Einen systematisch klaren Aufsatz – und damit ein Höhepunkt des Buches– bietet Wilfried Härle, indem er danach fragt, ob »Wachstum ein theologisch legitimes Ziel für Kirchengemeinden« sei. Hintergrund bildet freilich das von ihm mitverantwortete Buch »Wachsen gegen den Trend« bzw. diverse Rückfragen zur Orientierung am Größerwerden. Differenziert weist er auf Chancen und Grenzen bzw. verschiedene Formen von Wachstum hin und kommt nach einem Blick ins Neue Testament zu dem Schluss: »Es gibt keinen einzigen Beleg dafür, dass christliche Gemeinden dem zahlenmäßigen Wachstum gegenüber ablehnend, skeptisch oder auch nur gleichgültig sein dürften oder gar sollten.« (164) Es gehe immer darum, »möglichst viele Menschen zu erreichen«, was darin konkret werde, dass Menschen sich taufen ließen, sich an Gemeinde und Gottesdienst beteiligen sowie ihrerseits wieder zu Zeugen des Evangeliums würden (ebd.). Freilich lasse sich dies nicht menschlich herstellen, sondern nur »wollen, wünschen, erbitten und erhoffen« (165).

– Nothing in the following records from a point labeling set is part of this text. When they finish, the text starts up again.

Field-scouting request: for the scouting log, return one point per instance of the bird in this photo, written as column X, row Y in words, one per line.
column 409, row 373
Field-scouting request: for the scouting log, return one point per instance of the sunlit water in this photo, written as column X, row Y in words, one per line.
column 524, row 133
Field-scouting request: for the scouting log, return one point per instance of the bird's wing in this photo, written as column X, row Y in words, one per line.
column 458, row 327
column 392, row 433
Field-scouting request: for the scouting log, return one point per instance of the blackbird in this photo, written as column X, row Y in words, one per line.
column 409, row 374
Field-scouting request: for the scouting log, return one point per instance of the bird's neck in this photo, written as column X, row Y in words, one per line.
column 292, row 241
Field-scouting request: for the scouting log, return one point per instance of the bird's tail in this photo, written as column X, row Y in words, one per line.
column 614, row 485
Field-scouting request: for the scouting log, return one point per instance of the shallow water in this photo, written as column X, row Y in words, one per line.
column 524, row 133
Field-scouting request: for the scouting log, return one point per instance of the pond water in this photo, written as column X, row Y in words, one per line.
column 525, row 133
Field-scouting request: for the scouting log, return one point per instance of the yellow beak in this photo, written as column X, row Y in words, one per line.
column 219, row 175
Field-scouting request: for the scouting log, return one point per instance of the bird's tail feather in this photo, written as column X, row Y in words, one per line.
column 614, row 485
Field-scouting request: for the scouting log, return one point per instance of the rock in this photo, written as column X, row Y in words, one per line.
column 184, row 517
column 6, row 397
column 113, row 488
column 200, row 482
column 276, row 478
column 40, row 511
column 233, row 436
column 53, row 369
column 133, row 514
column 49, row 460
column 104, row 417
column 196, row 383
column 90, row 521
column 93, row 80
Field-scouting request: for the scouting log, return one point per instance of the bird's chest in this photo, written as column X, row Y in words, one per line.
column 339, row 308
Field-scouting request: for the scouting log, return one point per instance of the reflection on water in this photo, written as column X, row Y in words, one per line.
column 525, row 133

Schade, dass auch Wilfried Härle – wie die meisten Autoren des Buches – als Schrumpfungsfaktor eindimensional und unhinterfragt den »demographischen Wandel« bemüht und damit an dem Ernst der Lage m. E. vorbeischrammt.
Wie man »missionarisch einladende Gemeinde auf dem Lande« gestalten könne, fragt Michael Schümers. Damit bedient er als Einziger die Erwartungen, die der Buchtitel gesetzt hat, bleibt aber in der Umsetzung weit dahinter zurück. Denn zunächst beschäftigt er sich mit dem Mitgliederrückgang – und wie die evangelische Kirche allgemein damit umgehen kann. Er beantwortet dies, indem er ein einschlägiges Themenheft referiert und die dortigen Gedanken von Axel Noack und Thomas Schlegel miteinander mischt. Dabei unterlaufen ihm handwerkliche Fehler, es werden Belege vergessen und Ideen kopiert, die er als die seinen ausgibt (z. B. 95). Der zweite Teil schließlich ähnelt einer losen Sammlung von Projekten des Kirchspiels Landefeld.
»Menschen gewinnen« dokumentiert die Bemühungen, Ideen und Personen, die einen osthessischen Kirchenkreis in Strukturveränderungen und Reformbemühungen geprägt haben. Die mit kybernetischen Fragen beschäftigte Praktische Theologie dagegen erhält aus vorliegendem Band nur vereinzelt interessante Impulse.